Waiting.

Waiting

I’m pretty good at waiting.  I do it a lot.  Like right now.  My daughter is at her last dance rehearsal so I’m sitting in a Panera.  Waiting.

The trick to waiting is how to pass the time.  Sometimes, I run little errands.  Other times I’ll tackle a knitting project or a book I’d like to finish up.

Today, in Panera, I’m sitting near a group of three older gentlmen.  They’re discussing religion.  As I sat down, they were verbally smacking around Presbyterians.  All three gentlemen, their thick bibles in front of them, agreed that the doctrine of the Presbyterians was not biblical.  This conclusion led them to slap a couple of other sects around then they sagely agreed that all denominations led us to ‘gifts’.  I’m not sure what ‘gifts’ they’re referring to.  I wouldn’t mind a gift headed my way.  That would be awesome.  

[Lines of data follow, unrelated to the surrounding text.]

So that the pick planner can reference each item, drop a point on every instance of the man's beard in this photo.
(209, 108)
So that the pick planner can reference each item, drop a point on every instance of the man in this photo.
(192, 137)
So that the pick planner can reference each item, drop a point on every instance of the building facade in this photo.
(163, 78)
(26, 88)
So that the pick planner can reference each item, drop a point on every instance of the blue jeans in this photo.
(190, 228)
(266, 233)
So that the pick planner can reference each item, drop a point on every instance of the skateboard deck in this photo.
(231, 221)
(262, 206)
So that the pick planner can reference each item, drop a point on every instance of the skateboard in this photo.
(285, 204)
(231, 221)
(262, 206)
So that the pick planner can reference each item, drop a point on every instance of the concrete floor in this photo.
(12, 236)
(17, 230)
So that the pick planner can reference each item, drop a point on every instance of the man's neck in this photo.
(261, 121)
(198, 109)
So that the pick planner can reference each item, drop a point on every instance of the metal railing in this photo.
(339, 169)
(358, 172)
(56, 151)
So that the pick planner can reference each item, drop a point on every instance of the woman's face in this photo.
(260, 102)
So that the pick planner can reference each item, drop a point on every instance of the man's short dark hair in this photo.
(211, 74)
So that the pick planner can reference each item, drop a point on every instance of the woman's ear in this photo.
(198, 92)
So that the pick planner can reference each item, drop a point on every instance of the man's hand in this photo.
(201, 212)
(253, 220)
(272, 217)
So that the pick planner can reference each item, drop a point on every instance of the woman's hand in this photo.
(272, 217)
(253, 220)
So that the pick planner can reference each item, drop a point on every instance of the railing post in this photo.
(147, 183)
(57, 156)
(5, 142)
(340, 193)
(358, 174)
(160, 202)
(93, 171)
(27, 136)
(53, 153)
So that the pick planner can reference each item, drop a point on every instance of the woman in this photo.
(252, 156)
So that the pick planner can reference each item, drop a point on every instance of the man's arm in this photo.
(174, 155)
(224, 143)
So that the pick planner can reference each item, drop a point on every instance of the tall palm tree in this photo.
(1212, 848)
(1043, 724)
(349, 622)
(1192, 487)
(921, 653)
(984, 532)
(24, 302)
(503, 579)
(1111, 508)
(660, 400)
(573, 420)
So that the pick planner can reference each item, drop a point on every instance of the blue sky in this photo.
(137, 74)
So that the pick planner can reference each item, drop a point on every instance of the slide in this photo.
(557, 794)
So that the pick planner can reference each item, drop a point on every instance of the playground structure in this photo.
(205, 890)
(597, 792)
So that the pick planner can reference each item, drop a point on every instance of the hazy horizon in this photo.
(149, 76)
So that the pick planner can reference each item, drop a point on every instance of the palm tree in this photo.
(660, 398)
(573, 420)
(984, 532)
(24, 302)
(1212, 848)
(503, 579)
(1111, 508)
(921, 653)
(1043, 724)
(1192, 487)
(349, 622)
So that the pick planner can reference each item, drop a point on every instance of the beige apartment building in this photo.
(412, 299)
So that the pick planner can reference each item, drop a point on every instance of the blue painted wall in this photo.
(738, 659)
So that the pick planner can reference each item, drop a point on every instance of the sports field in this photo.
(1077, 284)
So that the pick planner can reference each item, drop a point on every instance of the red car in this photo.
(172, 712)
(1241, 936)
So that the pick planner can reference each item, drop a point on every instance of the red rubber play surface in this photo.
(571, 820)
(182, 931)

A part of me wants to join their conversation.  Not because I want to ridicule their beliefs or mock their certainty that a person like me will burn in hell, but because I want to understand why they believe what they believe.  Religion is fascinating to me.  I suppose that’s why I attended a Catholic university.  (Either that or because it was the only close university with my chosen major.). My favorite classes in college were religion.  Religious study was required.  It wasn’t an indoctrination into the Catholic Church, either.  We looked at faith critically, seeking to understand. One of the classes we attended required us to attend several different types of worship services.  The most touching was the visit to a local mosque.

The Muslim community was pretty strapped for cash but had managed to acquire an old house to hold daily services.  A group of us attended with our professor.  The professor was very respectful and demanded that we be as well.  Women in the class wore scarves and sat on the women’s side.  Men on their side.  We participated as fully as possible.  At the end of the service, the mosque’s leader presented our professor with a leather bound copy of the Q’aran.  Our professor was humble in her acceptance of this gift and she tearfully thanked the giver.

I wonder what’s become of that mosque, of the community of people that showed us grace, courage and faith.  I hope they’re safe and happy and have led lives of peace and purpose.  That’s all any of us can hope to do.